Good weather and state farm subsidies have helped push Bulgaria's 2004 wheat crop up to a better-than-expected 3.8 million tonnes, one million of which should go to exports, a senior official said on Tuesday.
"The wheat harvest is almost complete and preliminary figures show we have a crop of 3.7 million - 3.8 million tonnes," Deputy Agriculture Minister Boiko Boev told Reuters.
"I expect wheat exports to reach over 1.0 million tonnes."
The poor Balkan state, which suffered from grain shortages in 2003 due to drought and reduced sowings, also expects its barley harvest to beat forecasts, with a yield of 1.15 million tonnes, Boev said.
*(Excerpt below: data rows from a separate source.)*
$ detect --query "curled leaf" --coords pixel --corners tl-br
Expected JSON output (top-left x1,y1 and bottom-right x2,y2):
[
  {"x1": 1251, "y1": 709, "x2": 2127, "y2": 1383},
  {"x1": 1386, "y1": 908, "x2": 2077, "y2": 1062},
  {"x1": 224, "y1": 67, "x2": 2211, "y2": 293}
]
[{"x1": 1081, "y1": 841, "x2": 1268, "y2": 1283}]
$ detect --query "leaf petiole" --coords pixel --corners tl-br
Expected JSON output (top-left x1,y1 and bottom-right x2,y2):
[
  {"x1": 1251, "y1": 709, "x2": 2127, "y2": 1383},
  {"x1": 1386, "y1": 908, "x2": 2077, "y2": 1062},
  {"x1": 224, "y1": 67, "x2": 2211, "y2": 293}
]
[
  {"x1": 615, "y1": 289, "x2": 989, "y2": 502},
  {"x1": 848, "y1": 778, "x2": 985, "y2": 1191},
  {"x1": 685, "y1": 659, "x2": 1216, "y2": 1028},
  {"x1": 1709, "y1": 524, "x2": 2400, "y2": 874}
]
At the start of the season, the agriculture ministry forecast a wheat crop of 3.2 million tonnes, and said some 800,000 tonnes might be sold on world markets.
Ample rain and a quality seed supply has boosted yields to a 10-year high of 3.9 tonnes per hectare for wheat, he said.
More than 50 percent of the total wheat harvest, which is now 98 percent complete, will go for human consumption.
Around 125,000 tonnes of wheat have been exported so far this season from the country's two major Black Sea ports of Varna and Burgas, mainly to Spain, Portugal, Greece and Italy, according to regional agriculture and port officials.
Another 51,400 tonnes of wheat, destined for Spain, were currently being loaded on three ships, port officials said.
"Some 35,400 tonnes of wheat are now being loaded on a ship bound for Spain, and a ship with 7,500 tonnes on board is waiting to sail to the same destination," a Varna port spokesman said.
A Burgas port official said a ship carrying some 8,500 tonnes would leave in the next couple of days.
Another, loaded with 10,000 tonnes of wheat, left for Spain yesterday and was not included in the 51,400 figure.
Bulgaria had also exported some 90,000 tonnes of the 2004 barley crop, mainly to Italy, Greece, Turkey and the Middle East, port officials said.
One ship carrying 8,000 tonnes of barley was ready to sail to Turkey and another with 3,000 tonnes was destined for Greece from Varna, the port spokesman said.
The EU aspirant country exhausted its annual 275,000 tonne quota to sell wheat into the EU at a zero tariff in mid-July.